X_train.shape, X_test.shape

((1022, 37), (438, 37))

In [None]:
# the features in the house dataset are in very
# different scales, so it helps the regression to scale
# them

scaler = StandardScaler()
scaler.fit(X_train.fillna(0))

StandardScaler(copy=True, with_mean=True, with_std=True)

In [None]:
# here, again I will train a Lasso Linear regression and select
# the non zero features in one line.
# bear in mind that the linear regression object from sklearn does
# not allow for regularisation. So If you want to make a regularised
# linear regression you need to import specifically "Lasso"
# that is the l1 version of the linear regression
# alpha is the penalisation here, so I set it high in order
# to force the algorithm to shrink some coefficients

sel_ = SelectFromModel(Lasso(alpha=100))
sel_.fit(scaler.transform(X_train.fillna(0)), y_train)

SelectFromModel(estimator=Lasso(alpha=100, copy_X=True, fit_intercept=True, max_iter=1000,
   normalize=False, positive=False, precompute=False, random_state=None,
   selection='cyclic', tol=0.0001, warm_start=False),
        prefit=False, threshold=None)

In [None]:
sel_.get_support()

array([False,  True,  True,  True,  True,  True,  True,  True,  True,
        True,  True, False,  True, False,  True,  True,  True,  True,
        True,  True,  True,  True,  True,  True,  True,  True,  True,
        True,  True,  True,  True,  True,  True,  True, False,  True,  True], dtype=bool)

In [None]:
# make a list with the selected features and print the outputs
selected_feat = X_train.columns[(sel_.get_support())]

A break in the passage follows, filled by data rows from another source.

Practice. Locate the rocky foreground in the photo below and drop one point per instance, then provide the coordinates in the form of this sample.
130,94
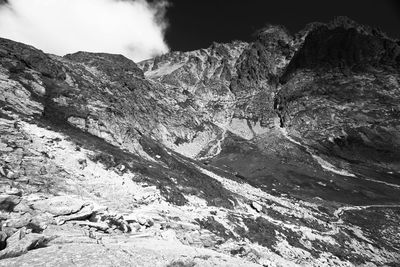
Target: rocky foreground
279,152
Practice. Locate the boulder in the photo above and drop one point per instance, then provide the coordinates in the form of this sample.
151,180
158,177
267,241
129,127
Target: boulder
20,242
59,205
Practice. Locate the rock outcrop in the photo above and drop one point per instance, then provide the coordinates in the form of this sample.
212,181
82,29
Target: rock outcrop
279,152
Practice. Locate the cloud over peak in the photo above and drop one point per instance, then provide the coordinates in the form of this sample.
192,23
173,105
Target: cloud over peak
134,28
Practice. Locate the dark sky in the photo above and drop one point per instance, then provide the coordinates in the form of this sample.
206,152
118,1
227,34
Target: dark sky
196,24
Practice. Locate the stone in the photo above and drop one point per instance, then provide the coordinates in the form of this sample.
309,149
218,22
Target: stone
102,226
256,206
18,244
59,205
9,202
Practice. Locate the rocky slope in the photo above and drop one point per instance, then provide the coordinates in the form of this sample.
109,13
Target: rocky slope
279,152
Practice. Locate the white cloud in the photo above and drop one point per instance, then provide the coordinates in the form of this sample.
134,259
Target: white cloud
133,28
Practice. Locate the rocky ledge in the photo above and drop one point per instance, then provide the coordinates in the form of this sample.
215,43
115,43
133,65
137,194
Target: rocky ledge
279,152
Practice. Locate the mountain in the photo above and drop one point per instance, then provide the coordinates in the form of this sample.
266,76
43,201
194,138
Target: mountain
279,152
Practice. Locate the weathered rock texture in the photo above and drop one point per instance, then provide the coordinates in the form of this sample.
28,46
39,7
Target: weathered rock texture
279,152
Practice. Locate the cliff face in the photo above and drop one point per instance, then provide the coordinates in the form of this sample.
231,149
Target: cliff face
340,94
281,151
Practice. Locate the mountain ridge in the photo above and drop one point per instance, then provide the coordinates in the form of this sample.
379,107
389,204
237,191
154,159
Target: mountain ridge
266,153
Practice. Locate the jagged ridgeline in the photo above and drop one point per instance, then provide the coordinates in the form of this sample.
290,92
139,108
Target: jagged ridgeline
283,151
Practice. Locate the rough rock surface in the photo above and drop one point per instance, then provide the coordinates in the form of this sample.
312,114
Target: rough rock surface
280,152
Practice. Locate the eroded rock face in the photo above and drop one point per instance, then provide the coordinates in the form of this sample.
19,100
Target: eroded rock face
268,151
340,94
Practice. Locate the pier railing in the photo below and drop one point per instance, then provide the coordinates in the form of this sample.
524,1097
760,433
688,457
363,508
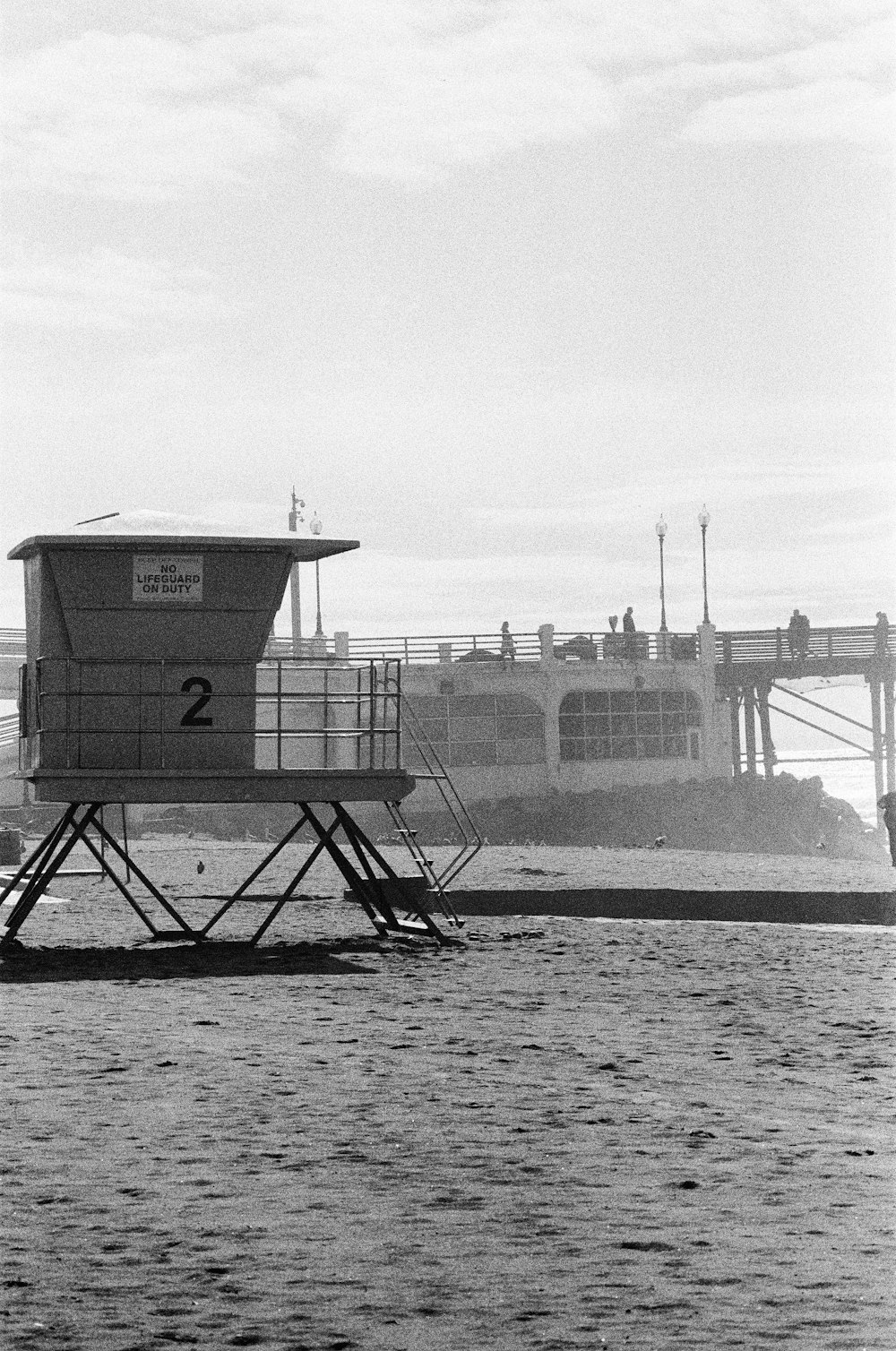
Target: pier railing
775,645
731,646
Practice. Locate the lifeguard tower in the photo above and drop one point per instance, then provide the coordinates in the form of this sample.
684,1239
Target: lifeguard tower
146,681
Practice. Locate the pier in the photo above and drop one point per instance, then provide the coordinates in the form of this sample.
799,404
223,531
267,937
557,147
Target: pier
742,678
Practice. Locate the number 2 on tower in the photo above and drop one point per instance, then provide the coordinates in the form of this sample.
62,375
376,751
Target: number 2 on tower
191,718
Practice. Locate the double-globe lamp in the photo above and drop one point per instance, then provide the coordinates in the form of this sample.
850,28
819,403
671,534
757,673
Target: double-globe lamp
316,526
703,521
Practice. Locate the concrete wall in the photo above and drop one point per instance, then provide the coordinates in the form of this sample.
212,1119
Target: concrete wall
527,686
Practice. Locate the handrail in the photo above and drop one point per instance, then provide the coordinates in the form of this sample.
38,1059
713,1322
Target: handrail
731,646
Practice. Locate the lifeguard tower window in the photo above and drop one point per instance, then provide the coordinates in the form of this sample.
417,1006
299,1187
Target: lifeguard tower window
627,725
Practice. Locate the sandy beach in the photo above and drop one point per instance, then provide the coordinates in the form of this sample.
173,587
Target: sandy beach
563,1133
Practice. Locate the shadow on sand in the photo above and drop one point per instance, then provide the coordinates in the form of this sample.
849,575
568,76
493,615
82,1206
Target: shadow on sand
204,960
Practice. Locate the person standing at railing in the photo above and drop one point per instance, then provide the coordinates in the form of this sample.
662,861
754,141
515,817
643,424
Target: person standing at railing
888,807
797,634
629,630
508,646
882,635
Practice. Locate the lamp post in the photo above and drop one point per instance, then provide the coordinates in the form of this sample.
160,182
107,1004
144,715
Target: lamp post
661,532
295,516
703,521
316,526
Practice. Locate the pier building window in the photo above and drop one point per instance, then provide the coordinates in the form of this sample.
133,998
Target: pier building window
627,725
470,730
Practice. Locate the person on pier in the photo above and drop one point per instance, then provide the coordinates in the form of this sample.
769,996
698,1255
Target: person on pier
888,807
629,630
508,646
882,635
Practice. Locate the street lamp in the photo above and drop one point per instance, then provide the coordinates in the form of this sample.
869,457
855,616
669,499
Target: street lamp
295,595
661,532
316,526
703,521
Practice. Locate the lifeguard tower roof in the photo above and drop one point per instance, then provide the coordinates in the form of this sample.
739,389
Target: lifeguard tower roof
299,549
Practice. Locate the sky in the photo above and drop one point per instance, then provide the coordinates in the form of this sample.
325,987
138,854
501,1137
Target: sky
494,282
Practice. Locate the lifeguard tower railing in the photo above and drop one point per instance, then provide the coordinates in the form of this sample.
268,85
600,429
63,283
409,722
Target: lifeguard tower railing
90,713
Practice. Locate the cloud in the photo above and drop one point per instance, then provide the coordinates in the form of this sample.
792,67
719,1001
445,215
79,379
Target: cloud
829,109
100,289
133,116
407,90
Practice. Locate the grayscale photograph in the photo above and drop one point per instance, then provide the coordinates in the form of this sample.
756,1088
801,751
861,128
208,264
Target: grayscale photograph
448,731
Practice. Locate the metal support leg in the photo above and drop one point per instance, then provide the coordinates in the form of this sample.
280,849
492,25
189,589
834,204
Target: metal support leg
45,848
765,727
749,726
306,867
877,744
167,906
890,738
374,906
734,705
50,864
357,838
116,880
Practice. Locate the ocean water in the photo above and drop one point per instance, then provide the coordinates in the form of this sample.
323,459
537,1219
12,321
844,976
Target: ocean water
850,779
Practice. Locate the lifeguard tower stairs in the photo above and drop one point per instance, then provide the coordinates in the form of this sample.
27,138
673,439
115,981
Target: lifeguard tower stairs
146,683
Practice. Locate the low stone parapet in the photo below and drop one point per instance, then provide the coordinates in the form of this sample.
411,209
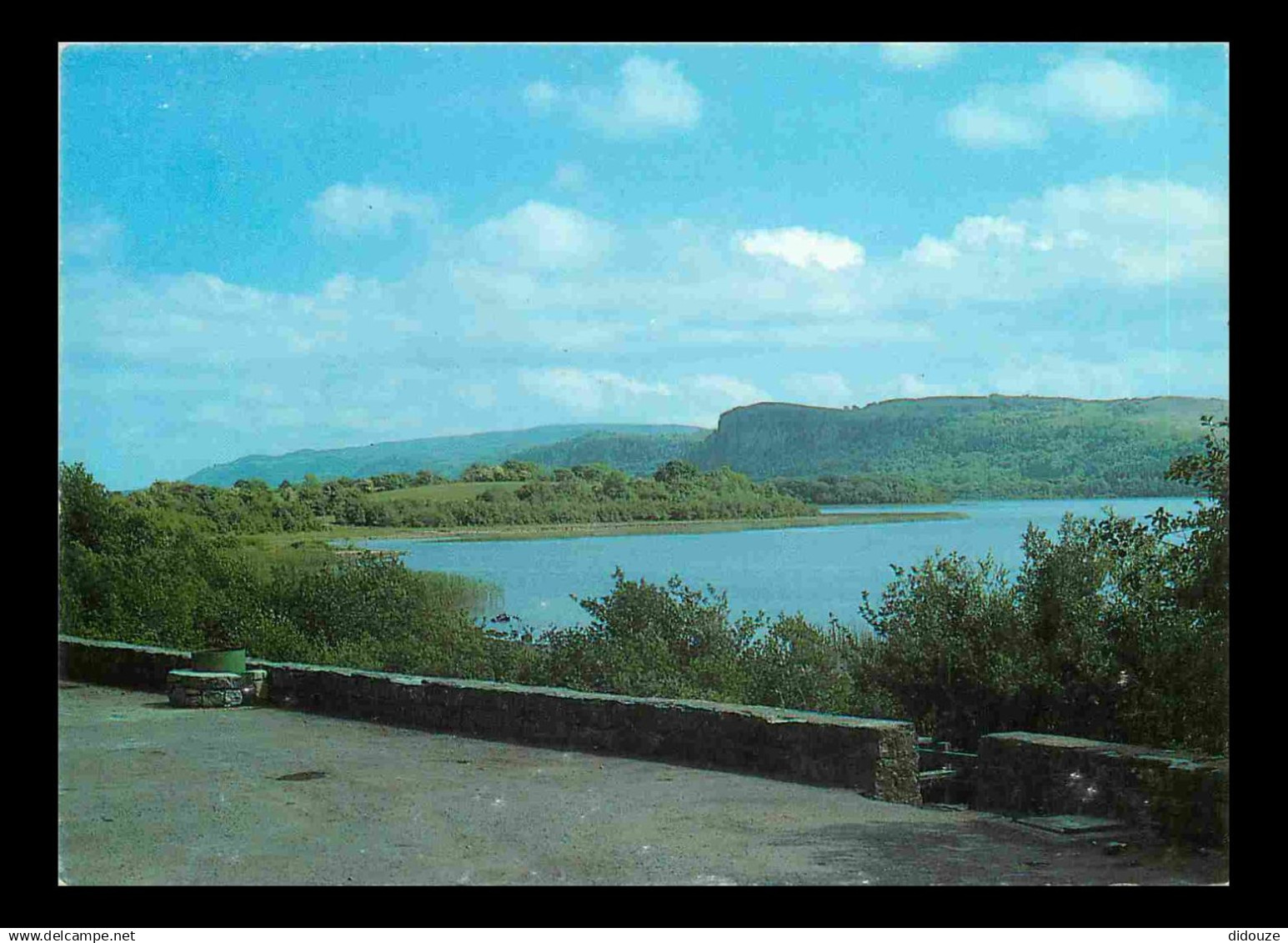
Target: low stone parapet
874,756
1180,795
118,664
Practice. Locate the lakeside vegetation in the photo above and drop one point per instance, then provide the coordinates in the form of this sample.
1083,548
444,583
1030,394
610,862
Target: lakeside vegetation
898,451
1113,629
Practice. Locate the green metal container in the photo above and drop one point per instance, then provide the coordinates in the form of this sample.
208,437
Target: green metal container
231,660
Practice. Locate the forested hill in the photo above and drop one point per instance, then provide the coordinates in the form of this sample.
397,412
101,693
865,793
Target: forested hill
447,455
971,446
631,453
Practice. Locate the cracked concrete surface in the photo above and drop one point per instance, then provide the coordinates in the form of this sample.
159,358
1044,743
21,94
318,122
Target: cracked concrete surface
151,794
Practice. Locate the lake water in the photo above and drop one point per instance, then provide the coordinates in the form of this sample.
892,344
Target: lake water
817,571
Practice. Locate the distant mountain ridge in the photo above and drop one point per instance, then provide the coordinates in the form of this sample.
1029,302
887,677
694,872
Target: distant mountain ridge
969,447
447,455
992,446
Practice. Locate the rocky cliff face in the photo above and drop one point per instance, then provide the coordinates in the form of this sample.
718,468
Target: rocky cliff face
1039,439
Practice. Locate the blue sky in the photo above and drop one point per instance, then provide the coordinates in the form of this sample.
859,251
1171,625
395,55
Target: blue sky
268,248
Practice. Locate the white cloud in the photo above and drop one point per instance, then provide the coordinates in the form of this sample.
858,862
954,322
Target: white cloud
987,127
803,248
1124,232
544,236
933,253
89,240
588,390
699,399
649,98
540,96
975,232
1094,89
720,388
1100,90
917,54
571,175
351,210
819,389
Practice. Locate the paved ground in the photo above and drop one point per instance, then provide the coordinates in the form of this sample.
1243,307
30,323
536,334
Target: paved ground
149,794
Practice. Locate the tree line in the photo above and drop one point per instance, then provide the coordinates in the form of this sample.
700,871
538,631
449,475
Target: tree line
1115,629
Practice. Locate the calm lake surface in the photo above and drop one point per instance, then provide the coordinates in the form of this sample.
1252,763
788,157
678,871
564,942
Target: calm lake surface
817,571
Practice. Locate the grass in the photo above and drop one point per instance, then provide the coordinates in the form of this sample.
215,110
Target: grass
635,527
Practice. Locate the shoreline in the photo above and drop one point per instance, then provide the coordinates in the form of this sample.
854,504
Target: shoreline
631,527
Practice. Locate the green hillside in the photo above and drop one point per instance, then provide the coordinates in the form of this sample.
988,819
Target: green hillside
447,455
971,446
631,453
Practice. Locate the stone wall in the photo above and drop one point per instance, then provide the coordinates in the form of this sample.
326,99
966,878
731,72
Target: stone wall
1183,796
118,664
876,758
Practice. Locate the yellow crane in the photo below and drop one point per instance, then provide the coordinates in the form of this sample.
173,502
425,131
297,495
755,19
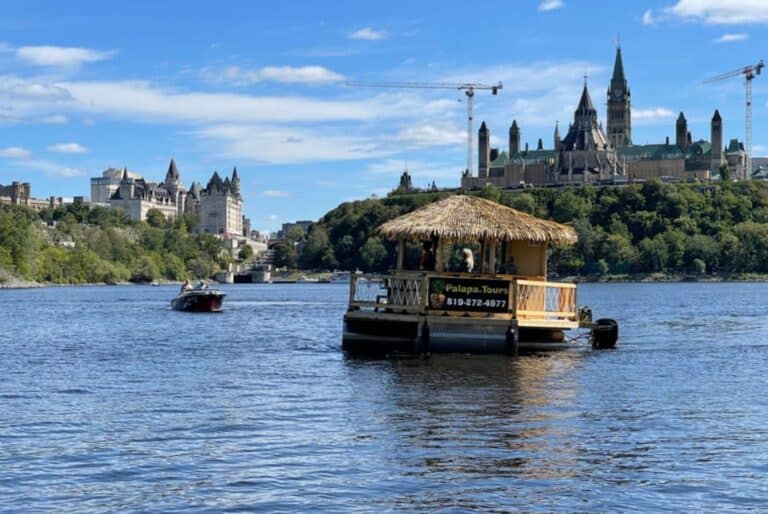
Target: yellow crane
750,72
468,88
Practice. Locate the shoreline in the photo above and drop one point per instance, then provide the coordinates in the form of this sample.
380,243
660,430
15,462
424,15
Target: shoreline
8,281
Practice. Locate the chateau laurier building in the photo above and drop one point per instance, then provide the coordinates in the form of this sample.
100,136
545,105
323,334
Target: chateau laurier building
219,204
589,155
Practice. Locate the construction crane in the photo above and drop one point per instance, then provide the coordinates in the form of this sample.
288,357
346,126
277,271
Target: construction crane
468,88
750,72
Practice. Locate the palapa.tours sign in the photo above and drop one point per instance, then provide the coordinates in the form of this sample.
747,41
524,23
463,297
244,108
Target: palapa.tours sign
477,295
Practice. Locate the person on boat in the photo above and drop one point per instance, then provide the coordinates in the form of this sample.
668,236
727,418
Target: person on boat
427,262
510,268
467,261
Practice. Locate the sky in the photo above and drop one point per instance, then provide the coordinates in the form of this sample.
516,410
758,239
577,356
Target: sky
264,86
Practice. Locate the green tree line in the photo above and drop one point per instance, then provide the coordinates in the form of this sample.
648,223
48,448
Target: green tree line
80,244
639,228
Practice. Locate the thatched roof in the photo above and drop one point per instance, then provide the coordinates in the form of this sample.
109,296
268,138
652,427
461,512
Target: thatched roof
469,217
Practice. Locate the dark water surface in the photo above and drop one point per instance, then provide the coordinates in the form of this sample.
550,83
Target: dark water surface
110,402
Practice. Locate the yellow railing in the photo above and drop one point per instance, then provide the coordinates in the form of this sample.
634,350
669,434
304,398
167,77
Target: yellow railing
545,300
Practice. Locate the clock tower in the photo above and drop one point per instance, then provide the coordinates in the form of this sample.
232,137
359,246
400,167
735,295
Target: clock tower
619,114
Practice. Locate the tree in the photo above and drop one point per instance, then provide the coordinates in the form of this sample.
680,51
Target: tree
155,218
295,234
373,255
317,246
145,270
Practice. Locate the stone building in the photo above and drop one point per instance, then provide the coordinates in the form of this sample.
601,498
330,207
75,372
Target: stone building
103,187
137,196
221,206
20,193
588,155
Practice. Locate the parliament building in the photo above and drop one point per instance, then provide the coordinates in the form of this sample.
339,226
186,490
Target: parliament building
588,154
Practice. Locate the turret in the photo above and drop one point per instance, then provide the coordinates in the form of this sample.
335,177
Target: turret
235,183
127,186
172,175
483,151
514,139
619,112
681,132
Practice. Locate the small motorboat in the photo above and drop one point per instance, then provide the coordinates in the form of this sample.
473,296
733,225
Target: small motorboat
199,300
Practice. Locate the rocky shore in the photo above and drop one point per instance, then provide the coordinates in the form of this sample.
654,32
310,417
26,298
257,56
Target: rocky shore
9,281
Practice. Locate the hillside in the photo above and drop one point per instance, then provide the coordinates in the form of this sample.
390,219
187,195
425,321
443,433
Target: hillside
654,227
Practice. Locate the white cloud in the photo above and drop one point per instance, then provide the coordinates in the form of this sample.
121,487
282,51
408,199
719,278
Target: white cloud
68,148
272,193
368,34
53,168
56,119
283,74
648,18
719,12
15,152
289,145
428,135
23,158
60,56
550,5
731,38
20,89
142,101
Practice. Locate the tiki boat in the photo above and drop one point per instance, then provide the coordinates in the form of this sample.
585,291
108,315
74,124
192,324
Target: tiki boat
504,305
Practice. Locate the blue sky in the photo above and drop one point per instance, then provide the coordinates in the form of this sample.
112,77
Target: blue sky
262,85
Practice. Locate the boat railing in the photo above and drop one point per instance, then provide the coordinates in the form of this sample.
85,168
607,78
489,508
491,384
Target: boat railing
462,294
541,300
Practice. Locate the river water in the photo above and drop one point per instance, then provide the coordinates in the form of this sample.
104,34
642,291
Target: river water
109,401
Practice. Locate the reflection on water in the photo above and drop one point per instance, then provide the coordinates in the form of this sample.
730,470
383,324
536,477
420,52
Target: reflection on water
111,401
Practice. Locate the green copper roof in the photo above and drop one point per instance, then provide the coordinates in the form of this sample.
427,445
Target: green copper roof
649,152
699,148
527,158
735,146
618,80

print('total features: {}'.format((X_train.shape[1])))
print('selected features: {}'.format(len(selected_feat)))
print('features with coefficients shrank to zero: {}'.format(
    np.sum(sel_.estimator_.coef_ == 0)))

total features: 37
selected features: 33
features with coefficients shrank to zero: 4


As we can see, both for linear and logistic regression we used the Lasso regularisation to remove non-important features from the dataset. Keep in mind that increasing the penalisation will increase the number of features removed. Therefore, you will need to keep an eye and monitor that you don't set a penalty too high so that to remove even important features, or too low and then not remove non-important features.

Having said this, if the penalty is too high and important features are removed, you should notice a drop in the performance of the algorithm and then realise that you need to decrease the regularisation.

That is all for this lecture, I hope you enjoyed it and see you in the next one!